Personal information
- Full name: Mikhail Aleksandrovich Komkov
- Date of birth: 1 October 1984 (age 40)
- Place of birth: Krasnoyarsk, Russian SFSR
- Height: 1.75 m (5 ft 9 in)
- Position(s): Midfielder / Forward / Winger

Senior career*
- Years: Team / Apps / (Gls)
- 2002–2006: FC Metallurg Krasnoyarsk / 120 / (15)
- 2007–2009: FC KAMAZ Naberezhnye Chelny / 66 / (1)
- 2010–2011: FC Krasnodar / 34 / (8)
- 2011–2014: FC Kuban Krasnodar / 16 / (2)
- 2012–2013: → FC Khimki (loan) / 22 / (3)
- 2013–2014: → FC Tom Tomsk (loan) / 13 / (1)
- 2014: FC Tom Tomsk / 4 / (0)
- 2014–2015: FC Anzhi Makhachkala / 19 / (0)
- 2015–2016: FC Tosno / 14 / (3)
- 2016–2023: FC Yenisey Krasnoyarsk / 120 / (10)
- 2022–2023: FC Yenisey-2 Krasnoyarsk / 19 / (4)

= Mikhail Komkov =

Russian footballer

Mikhail Aleksandrovich Komkov (Михаил Александрович Комков; born 1 October 1984) is a Russian former professional footballer.
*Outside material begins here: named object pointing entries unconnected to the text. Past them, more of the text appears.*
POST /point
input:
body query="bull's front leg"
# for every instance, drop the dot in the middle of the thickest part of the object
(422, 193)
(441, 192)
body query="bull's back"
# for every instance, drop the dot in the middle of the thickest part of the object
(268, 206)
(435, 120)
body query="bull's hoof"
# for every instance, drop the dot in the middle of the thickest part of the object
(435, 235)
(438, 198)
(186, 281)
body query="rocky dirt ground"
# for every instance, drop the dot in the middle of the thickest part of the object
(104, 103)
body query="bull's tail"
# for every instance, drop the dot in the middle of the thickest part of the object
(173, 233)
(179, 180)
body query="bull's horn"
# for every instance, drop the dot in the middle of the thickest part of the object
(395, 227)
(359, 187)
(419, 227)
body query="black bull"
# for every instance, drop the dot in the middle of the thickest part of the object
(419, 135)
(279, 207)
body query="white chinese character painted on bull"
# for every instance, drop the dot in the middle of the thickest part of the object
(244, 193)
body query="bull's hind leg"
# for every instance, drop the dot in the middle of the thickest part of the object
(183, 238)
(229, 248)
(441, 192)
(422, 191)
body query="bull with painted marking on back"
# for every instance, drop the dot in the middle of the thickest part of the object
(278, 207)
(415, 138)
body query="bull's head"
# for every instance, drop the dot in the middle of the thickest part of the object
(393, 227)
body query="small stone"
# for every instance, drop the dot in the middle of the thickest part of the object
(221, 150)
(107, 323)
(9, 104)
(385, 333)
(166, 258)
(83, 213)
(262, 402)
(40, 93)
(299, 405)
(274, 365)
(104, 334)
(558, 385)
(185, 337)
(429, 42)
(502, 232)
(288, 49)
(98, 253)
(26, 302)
He played as a wide midfielder.

==Club career==
He made his professional debut in the Russian First Division in 2002 for FC Metallurg Krasnoyarsk.

He made his Russian Premier League debut for FC Krasnodar on 19 March 2011 in a game against PFC Spartak Nalchik.